The Morning Dump: Long live LaChapelle, joke rap, ‘The Wire’ as academic text, Liz Lemon is not ugly and what that means
Posted on 27. Mar, 2010 by theashcan in Morning Dump
- I’m hopped up on cold meds and drunk from a lunch meeting as I write this bold statement, but David LaChapelle is the Holden Caulfield of fashion photography. As skeezy Terry Richardson makes the news rounds and we lament Annie Leibowitz’s financial decline, LaChapelle opens up to Dazed Digital about learning from his mistakes and being affected by bad shit happening around him and growing up with two parents who loved him oodles and believed in him. Maybe that seems to be antithesis to caustic Caulfield, but I stand by the idea that most of us who have led quite pedestrian, nuclear lives relate to the Catcher protagonist because he represents our latent angst. Long live LaChapelle.
- I hate joke rap. I can’t stand listening to it, I don’t find it funny and I go all stony-faced when it’s forced on me. Even if there are decent punchlines and alla that jazz, it all boils down to an ironic frat boy bastardization of a beloved art form. Sean Fennessey makes a good case for joke rap in this Village Voice piece, but he also proves my point—but can someone tell me the big, glaring difference standing between a Das Racist or a Donald Glover and Lonely Island?

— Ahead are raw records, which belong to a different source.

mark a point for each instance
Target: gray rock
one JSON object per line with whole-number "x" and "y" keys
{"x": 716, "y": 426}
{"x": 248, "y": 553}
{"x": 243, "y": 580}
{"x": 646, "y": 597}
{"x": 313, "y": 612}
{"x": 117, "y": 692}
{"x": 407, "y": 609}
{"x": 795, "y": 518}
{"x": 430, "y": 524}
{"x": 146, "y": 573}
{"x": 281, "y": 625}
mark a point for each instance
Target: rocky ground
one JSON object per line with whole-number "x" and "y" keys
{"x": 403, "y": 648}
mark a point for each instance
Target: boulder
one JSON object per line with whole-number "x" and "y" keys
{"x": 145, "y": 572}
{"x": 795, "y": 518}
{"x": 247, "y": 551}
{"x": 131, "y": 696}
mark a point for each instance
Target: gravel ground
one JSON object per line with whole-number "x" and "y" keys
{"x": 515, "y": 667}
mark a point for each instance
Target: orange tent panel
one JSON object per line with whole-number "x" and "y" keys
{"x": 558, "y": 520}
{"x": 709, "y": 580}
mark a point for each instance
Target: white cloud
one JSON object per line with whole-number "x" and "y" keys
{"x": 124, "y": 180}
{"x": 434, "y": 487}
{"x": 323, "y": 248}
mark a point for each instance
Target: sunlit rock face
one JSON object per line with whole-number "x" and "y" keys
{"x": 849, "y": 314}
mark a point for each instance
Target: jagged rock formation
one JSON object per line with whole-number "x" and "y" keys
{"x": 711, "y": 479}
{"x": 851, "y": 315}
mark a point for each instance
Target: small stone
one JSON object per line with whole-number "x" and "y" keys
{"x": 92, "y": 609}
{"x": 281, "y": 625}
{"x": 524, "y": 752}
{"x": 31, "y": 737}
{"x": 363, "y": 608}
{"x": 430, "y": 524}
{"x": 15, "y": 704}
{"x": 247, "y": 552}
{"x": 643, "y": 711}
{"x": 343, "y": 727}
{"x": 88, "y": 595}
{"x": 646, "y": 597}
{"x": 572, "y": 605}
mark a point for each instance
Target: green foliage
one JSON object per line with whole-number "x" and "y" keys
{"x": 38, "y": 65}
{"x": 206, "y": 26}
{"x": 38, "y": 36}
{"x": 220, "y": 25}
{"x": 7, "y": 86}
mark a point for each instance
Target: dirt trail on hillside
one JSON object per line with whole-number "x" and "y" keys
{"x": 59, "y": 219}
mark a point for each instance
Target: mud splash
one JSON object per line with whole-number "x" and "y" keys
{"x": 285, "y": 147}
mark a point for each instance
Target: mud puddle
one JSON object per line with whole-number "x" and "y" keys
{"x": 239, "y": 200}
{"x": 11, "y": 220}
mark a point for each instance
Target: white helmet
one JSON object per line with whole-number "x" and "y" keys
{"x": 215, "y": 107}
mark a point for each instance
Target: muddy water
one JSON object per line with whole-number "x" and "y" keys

- Few would dispute that David Simon’s The Wire is intelligent television — some might even argue it’s the smartest show ever penned. Two years after it ended however, the show continues to enjoy heady times; but this time quite a bit more literally. The Wire is starting to pick up steam with academia as social scientists increasingly employ the HBO tome as educational text. Slate breaks down why Harvard and Duke are among colleges now teaching The Wire, while Eric Beck’s essay on Omar Little as neo-liberal subjectivity shoots TV analysis from the AV-Club to the Ivory Tower. Get it? Shoots? Har Har Har.
- I’m sober and well rested as I write this statement. I’m also a guy. But that doesn’t mean I don’t learn lots from Tigerbeatdown’s feminist blogger Sady; her awesomely-written 13 Ways of Looking at Liz Lemon muses on how a particularly popular brand of Lemon-ish feminism is not only midguided but selfish, on how 30 Rock works as a show, and of course, on Sady herself. I’m always up for a good 30 Rock think piece. It’s like they stuff that show with as much critical catnip as they can, then just sit back and LOL as we scramble tooth and nail to unpack it. Also in this series: 30 Rock and conservatism, and my dad’s favourite: 3o Rock and Filipinos. Right, dad? Dad, where’d you go? Nobody loves me.